IHK-Chef Jürgen Steinmetz findet die Lage „katastrophal. Das ist ein Fiasko für das Gewerbe und den gesamten Wirtschaftsstandort beidseits des Rheins.“ Er fordert, schnell pragmatische Lösungen zu finden.

Foto: IHK Mittlerer Niederrhein

Aus dem Düsseldorfer Rathaus heißt es, die Hochstraße dürfe bereits seit Ende März 2020 nur noch von Fahrzeugen mit einem Gesamtgewicht von bis zu 30 Tonnen befahren werden, „zusätzlich wurde in beiden Fahrtrichtungen die Nutzung der linken und mittleren Fahrspuren für Fahrzeuge über 3,5 Tonnen untersagt.“ Erst kürzlich ging eine Öffentlichkeitsbeteiligung zur Zukunft der Hochstraße zu Ende, ein Tunnelneubau an der Stelle wird in Betracht gezogen.

Die Verkehrslage zwischen Neuss und Düsseldorf ist angespannt, nach den Herbstferien dürfte es noch schlimmer werden.

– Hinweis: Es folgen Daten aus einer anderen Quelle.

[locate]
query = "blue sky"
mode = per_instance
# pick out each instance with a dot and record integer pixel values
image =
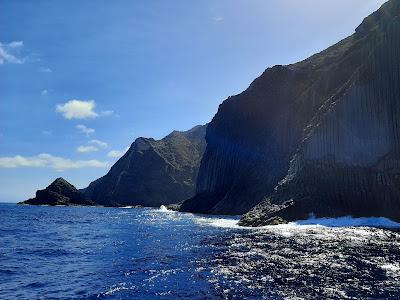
(80, 80)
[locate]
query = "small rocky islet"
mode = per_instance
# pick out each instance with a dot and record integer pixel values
(317, 137)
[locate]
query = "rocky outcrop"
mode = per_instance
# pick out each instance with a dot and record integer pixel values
(60, 192)
(153, 172)
(317, 137)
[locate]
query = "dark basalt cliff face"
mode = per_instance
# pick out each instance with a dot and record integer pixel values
(317, 137)
(153, 172)
(60, 192)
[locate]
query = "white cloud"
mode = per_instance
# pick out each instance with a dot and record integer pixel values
(107, 113)
(8, 53)
(77, 109)
(99, 143)
(86, 149)
(116, 153)
(84, 129)
(218, 18)
(16, 44)
(45, 160)
(45, 70)
(47, 133)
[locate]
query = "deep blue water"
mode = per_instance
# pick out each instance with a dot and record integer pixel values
(115, 253)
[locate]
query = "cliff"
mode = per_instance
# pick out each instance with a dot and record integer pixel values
(317, 137)
(153, 172)
(59, 192)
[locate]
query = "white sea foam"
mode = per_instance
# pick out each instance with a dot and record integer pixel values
(307, 224)
(351, 222)
(163, 208)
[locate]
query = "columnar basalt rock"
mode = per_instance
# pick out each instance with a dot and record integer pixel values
(317, 137)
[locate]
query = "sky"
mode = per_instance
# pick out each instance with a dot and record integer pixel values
(80, 80)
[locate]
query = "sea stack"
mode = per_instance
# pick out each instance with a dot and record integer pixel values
(59, 192)
(153, 172)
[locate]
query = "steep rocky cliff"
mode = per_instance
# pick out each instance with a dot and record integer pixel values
(153, 172)
(59, 192)
(317, 137)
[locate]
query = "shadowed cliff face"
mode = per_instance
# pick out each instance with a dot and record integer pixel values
(330, 120)
(59, 192)
(153, 173)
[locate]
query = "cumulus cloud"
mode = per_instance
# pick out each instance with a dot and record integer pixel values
(46, 160)
(45, 70)
(77, 109)
(99, 143)
(87, 149)
(117, 153)
(9, 53)
(47, 132)
(81, 109)
(107, 113)
(84, 129)
(218, 18)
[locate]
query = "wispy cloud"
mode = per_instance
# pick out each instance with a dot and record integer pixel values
(45, 70)
(87, 149)
(77, 109)
(46, 160)
(9, 53)
(99, 143)
(117, 153)
(84, 129)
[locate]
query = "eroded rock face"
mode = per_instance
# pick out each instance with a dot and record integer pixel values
(153, 172)
(317, 137)
(59, 192)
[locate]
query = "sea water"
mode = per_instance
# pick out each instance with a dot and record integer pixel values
(141, 253)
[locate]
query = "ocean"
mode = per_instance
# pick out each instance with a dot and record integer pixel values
(143, 253)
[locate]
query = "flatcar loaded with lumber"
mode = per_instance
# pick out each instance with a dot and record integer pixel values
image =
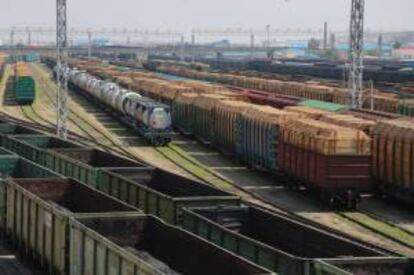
(24, 84)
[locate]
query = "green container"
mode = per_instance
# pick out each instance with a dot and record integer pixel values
(25, 89)
(161, 193)
(38, 216)
(274, 241)
(323, 105)
(146, 245)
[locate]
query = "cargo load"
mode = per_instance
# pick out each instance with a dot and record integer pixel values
(146, 245)
(227, 114)
(283, 244)
(349, 121)
(203, 116)
(24, 84)
(335, 161)
(306, 112)
(257, 136)
(392, 155)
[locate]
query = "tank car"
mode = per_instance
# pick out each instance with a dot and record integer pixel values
(151, 119)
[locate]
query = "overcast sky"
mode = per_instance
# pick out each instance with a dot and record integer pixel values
(187, 14)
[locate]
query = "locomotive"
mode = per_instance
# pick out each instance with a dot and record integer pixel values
(149, 118)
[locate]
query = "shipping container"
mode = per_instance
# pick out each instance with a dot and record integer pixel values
(68, 158)
(38, 216)
(323, 105)
(146, 245)
(161, 193)
(277, 242)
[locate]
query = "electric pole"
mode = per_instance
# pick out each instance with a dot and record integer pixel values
(356, 45)
(62, 64)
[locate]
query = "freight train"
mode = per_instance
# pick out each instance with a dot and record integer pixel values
(232, 121)
(376, 70)
(24, 84)
(92, 221)
(151, 119)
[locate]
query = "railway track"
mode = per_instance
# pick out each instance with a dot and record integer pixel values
(204, 173)
(381, 226)
(84, 125)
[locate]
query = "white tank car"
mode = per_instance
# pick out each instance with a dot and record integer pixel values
(149, 117)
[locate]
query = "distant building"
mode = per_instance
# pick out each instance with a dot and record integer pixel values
(404, 53)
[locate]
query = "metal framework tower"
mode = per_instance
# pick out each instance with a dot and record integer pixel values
(62, 63)
(355, 84)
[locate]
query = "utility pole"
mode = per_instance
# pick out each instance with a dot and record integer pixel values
(251, 45)
(380, 46)
(193, 47)
(182, 48)
(355, 81)
(325, 36)
(29, 36)
(89, 44)
(13, 53)
(62, 64)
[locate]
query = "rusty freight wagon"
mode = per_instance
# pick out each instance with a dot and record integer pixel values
(335, 161)
(146, 245)
(38, 216)
(392, 158)
(288, 246)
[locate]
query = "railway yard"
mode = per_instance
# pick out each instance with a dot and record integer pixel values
(292, 154)
(382, 224)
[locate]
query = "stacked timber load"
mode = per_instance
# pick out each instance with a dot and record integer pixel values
(203, 115)
(182, 112)
(200, 87)
(332, 159)
(349, 121)
(24, 84)
(226, 116)
(406, 107)
(257, 135)
(325, 138)
(305, 111)
(392, 156)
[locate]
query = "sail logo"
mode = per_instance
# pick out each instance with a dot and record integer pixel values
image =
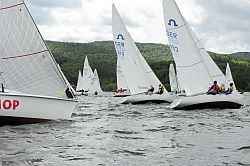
(9, 104)
(120, 36)
(120, 49)
(172, 21)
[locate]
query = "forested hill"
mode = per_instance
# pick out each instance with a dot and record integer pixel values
(102, 56)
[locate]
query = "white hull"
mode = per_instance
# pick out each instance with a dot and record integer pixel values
(154, 98)
(232, 101)
(24, 109)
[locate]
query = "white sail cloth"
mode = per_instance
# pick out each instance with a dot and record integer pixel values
(27, 64)
(196, 69)
(134, 69)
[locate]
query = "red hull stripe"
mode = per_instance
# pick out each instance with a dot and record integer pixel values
(20, 56)
(11, 6)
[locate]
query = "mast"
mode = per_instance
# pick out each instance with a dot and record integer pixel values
(194, 42)
(56, 66)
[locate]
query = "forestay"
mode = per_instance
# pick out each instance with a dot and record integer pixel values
(196, 69)
(28, 65)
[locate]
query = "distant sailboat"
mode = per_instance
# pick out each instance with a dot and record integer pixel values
(196, 69)
(122, 87)
(229, 78)
(88, 82)
(173, 79)
(34, 88)
(95, 84)
(137, 74)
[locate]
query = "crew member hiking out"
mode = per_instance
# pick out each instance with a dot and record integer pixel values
(214, 89)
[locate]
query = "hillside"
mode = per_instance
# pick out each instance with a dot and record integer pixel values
(102, 56)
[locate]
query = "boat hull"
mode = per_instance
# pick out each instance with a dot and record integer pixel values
(232, 101)
(16, 109)
(153, 98)
(122, 94)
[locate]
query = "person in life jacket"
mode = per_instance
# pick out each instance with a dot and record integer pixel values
(150, 90)
(214, 89)
(230, 89)
(161, 89)
(223, 88)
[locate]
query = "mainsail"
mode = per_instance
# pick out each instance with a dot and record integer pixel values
(27, 64)
(173, 79)
(79, 82)
(230, 78)
(95, 83)
(196, 69)
(137, 73)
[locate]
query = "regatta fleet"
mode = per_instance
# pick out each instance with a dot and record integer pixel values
(34, 88)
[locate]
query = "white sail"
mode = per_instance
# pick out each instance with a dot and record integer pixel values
(28, 65)
(95, 83)
(79, 81)
(121, 81)
(230, 78)
(173, 79)
(87, 75)
(138, 75)
(196, 69)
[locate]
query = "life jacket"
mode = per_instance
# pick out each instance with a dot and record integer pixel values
(215, 87)
(223, 88)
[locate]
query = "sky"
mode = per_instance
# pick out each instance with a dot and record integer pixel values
(222, 25)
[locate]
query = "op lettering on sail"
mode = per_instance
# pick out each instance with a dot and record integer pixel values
(173, 38)
(120, 47)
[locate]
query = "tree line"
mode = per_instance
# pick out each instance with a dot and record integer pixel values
(102, 56)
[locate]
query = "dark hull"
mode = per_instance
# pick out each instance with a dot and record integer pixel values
(209, 105)
(7, 120)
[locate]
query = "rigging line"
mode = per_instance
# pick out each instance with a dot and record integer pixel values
(20, 56)
(191, 65)
(8, 7)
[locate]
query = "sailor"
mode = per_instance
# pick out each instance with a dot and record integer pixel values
(161, 89)
(214, 89)
(230, 89)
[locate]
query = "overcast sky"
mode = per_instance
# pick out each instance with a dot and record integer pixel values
(223, 25)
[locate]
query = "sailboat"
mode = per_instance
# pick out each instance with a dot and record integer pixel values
(88, 82)
(32, 84)
(173, 79)
(196, 69)
(79, 85)
(122, 87)
(229, 78)
(95, 84)
(138, 75)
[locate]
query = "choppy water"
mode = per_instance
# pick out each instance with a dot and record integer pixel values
(104, 132)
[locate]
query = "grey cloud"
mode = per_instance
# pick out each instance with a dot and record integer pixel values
(131, 22)
(226, 20)
(42, 16)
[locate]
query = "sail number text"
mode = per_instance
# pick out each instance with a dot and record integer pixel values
(9, 104)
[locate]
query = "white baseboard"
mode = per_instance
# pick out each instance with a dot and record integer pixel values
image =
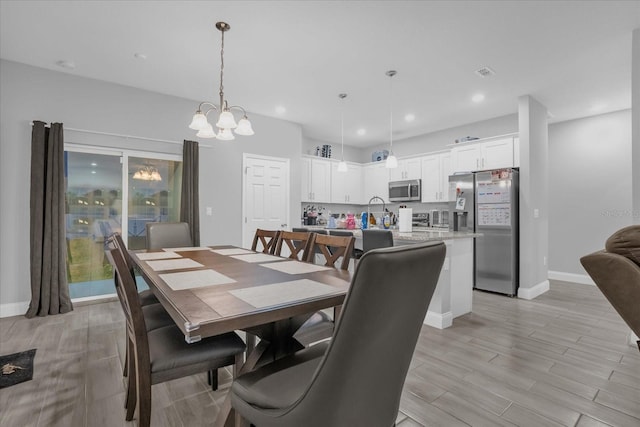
(583, 279)
(14, 309)
(439, 320)
(534, 291)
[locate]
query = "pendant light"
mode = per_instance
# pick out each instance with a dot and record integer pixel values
(226, 121)
(342, 166)
(392, 161)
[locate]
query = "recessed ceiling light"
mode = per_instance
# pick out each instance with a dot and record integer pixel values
(478, 97)
(66, 64)
(595, 108)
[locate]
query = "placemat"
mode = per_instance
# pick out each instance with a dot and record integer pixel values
(282, 293)
(232, 251)
(157, 255)
(195, 279)
(295, 267)
(173, 264)
(259, 257)
(186, 248)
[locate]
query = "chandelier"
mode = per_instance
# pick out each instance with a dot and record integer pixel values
(147, 173)
(226, 122)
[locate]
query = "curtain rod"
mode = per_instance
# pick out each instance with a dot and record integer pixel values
(128, 136)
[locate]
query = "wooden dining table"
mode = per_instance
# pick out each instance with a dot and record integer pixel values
(212, 290)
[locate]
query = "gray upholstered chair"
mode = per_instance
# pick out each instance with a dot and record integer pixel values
(374, 239)
(616, 272)
(162, 354)
(168, 235)
(355, 379)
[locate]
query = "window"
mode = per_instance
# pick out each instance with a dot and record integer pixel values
(97, 182)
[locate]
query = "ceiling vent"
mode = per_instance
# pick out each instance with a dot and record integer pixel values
(485, 72)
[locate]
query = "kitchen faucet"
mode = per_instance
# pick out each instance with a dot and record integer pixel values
(369, 205)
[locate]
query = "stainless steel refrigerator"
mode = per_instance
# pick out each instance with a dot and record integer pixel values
(497, 254)
(487, 202)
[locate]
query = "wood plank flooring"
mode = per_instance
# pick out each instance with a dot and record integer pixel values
(558, 360)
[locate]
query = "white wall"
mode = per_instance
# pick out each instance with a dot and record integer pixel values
(589, 186)
(30, 93)
(442, 139)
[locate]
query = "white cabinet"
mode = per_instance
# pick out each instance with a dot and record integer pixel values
(436, 169)
(494, 154)
(376, 181)
(407, 169)
(316, 180)
(346, 187)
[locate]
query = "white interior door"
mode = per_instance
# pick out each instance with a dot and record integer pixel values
(266, 195)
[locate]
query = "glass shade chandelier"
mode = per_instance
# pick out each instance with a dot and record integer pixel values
(342, 166)
(147, 173)
(226, 122)
(392, 161)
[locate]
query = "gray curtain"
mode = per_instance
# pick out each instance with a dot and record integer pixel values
(190, 197)
(49, 288)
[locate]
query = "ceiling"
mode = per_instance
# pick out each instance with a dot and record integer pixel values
(572, 56)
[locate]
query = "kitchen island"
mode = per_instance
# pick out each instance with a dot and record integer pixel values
(453, 295)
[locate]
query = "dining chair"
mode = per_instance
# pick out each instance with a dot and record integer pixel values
(156, 316)
(320, 325)
(168, 235)
(355, 379)
(374, 239)
(163, 354)
(298, 243)
(146, 297)
(268, 240)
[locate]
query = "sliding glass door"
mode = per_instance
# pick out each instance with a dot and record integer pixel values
(97, 182)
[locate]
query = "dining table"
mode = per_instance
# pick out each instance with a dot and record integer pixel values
(211, 290)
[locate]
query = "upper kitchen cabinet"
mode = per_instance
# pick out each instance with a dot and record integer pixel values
(376, 181)
(492, 154)
(316, 180)
(436, 169)
(346, 187)
(407, 169)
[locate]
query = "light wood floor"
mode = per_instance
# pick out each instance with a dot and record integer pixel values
(559, 360)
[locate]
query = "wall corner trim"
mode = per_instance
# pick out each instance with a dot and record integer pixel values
(14, 309)
(534, 291)
(439, 320)
(583, 279)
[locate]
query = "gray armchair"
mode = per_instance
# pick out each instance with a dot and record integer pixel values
(355, 379)
(616, 272)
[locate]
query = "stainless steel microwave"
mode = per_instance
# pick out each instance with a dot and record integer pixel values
(405, 191)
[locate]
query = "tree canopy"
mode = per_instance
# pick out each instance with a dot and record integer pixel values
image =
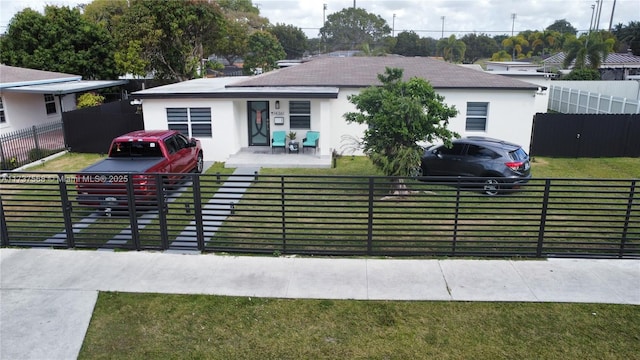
(399, 114)
(293, 40)
(350, 28)
(452, 49)
(61, 40)
(174, 35)
(264, 53)
(587, 51)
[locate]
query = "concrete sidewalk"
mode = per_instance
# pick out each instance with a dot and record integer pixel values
(47, 296)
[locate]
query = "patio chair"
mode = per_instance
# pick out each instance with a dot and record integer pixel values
(311, 140)
(278, 140)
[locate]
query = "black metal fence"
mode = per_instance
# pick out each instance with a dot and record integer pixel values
(324, 215)
(24, 146)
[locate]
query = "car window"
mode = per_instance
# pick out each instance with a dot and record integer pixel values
(481, 152)
(170, 143)
(518, 155)
(456, 149)
(182, 141)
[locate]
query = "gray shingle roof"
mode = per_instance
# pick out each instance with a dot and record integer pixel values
(363, 72)
(16, 76)
(613, 60)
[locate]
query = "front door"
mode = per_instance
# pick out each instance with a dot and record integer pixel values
(258, 123)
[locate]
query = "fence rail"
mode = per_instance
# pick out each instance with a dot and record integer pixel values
(21, 147)
(573, 101)
(327, 215)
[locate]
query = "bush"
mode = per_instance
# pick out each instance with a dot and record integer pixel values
(582, 74)
(37, 154)
(89, 99)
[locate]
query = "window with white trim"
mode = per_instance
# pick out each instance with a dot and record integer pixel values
(477, 116)
(50, 103)
(300, 114)
(192, 122)
(2, 118)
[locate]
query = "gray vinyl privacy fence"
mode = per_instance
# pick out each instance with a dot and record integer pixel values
(21, 147)
(324, 215)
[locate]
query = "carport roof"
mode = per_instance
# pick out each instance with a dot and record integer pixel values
(67, 87)
(22, 80)
(225, 88)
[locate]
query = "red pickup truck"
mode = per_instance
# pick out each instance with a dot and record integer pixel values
(138, 156)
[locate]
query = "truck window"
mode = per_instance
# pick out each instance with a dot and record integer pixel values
(182, 141)
(135, 149)
(170, 143)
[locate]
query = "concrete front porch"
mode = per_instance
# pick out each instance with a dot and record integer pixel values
(262, 156)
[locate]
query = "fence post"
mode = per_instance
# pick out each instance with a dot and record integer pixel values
(543, 217)
(197, 208)
(162, 213)
(133, 218)
(454, 240)
(370, 218)
(35, 139)
(284, 220)
(66, 211)
(4, 232)
(627, 218)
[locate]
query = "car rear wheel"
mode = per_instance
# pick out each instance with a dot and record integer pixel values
(491, 187)
(199, 163)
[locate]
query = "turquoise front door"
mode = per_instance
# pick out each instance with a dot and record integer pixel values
(258, 123)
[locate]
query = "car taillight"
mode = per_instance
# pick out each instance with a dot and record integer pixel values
(514, 165)
(140, 181)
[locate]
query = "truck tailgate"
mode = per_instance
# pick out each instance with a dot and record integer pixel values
(123, 165)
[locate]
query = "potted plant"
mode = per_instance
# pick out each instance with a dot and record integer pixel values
(293, 144)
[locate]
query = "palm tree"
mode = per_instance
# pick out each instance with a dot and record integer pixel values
(516, 44)
(452, 49)
(587, 51)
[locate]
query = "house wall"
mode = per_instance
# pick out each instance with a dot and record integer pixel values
(510, 117)
(623, 89)
(510, 113)
(25, 110)
(226, 131)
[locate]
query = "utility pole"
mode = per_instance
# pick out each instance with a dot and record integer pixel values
(393, 26)
(613, 9)
(324, 20)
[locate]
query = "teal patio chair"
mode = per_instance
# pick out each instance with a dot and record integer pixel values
(311, 140)
(278, 139)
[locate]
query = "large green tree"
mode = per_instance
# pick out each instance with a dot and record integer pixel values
(293, 40)
(175, 36)
(478, 47)
(61, 40)
(563, 27)
(399, 114)
(408, 44)
(587, 51)
(264, 53)
(350, 28)
(452, 49)
(241, 19)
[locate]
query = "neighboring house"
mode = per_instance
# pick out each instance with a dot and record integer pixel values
(30, 97)
(228, 114)
(617, 66)
(524, 66)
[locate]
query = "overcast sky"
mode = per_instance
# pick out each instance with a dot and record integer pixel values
(425, 17)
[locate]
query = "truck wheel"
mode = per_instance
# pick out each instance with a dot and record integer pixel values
(199, 163)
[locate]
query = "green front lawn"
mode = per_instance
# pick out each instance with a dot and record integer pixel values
(155, 326)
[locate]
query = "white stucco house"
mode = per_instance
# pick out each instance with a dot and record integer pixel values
(31, 97)
(229, 114)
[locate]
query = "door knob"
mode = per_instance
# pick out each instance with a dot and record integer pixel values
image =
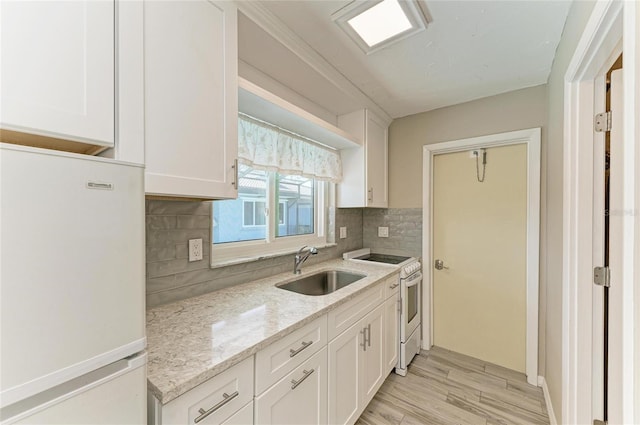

Die derzeitig offiziell ausgeschilderte Umleitung des Schwerlastverkehrs von der Kardinal-Frings-Brücke führt über die Fleher Brücke auf der A46 an der Anschlussstelle Uedesheim. Dass es durch die Ablastung der Südbrücke zu Verkehrsbeeinträchtigungen auch im erweiterten Raum komme, sei nicht zu vermeiden, sie so gering wie möglich zu halten das erklärte Ziel, weiß Huth.

Die Lieferverkehre hatten vom Neusser bis zum Düsseldorfer Hafen bislang eine Strecke von acht Kilometern zurückzulegen, jetzt sind es 20 – über bereits zuvor stark belastete Strecken. Die IHK moniert, dass dies für Spediteure mehr Sprit, mehr Fahrzeugeinsatz, mehr Personaleinsatz, mehr Kosten bedeute. „Und das in einer Zeit, in der der Personalmangel gravierend ist und große Anstrengungen für den Klimaschutz unternommen werden“, gibt Steinmetz zu bedenken.

50 km/h und Schwerlastverkehr: So wird die Josef-Kardinal-Frings-Brücke eine ganze Weile nicht mehr aussehen...

Foto: Kurier Verlag GmbH/Hanna Glinski

So erklärt denn auch Mike Heeb von GTL – Neuss Getränke Transport & Logistik: „Dass die Südbrücke dicht ist, bedeutet für den innerstädtischen Verkehr große Umwege, zeitliche Verzögerungen und dadurch weniger Kunden. Im Hafen etwa sind Aufträge für uns kaum noch anzunehmen – jedenfalls nicht zu den alten Preisen. Für Kunden, die ihren Sitz dort haben, müssen wir verkehrsbedingt zwei Stunden mehr einplanen... Das kann doch nicht die Lösung sein.“ Laut Heeb treffe die Situation nicht nur den Schwerlastverkehr hart. Auch Pkw-Fahrer müssten nun vermehrt Stau in Kauf nehmen oder ebenfalls Umleitungen fahren, um dies zu verhindern.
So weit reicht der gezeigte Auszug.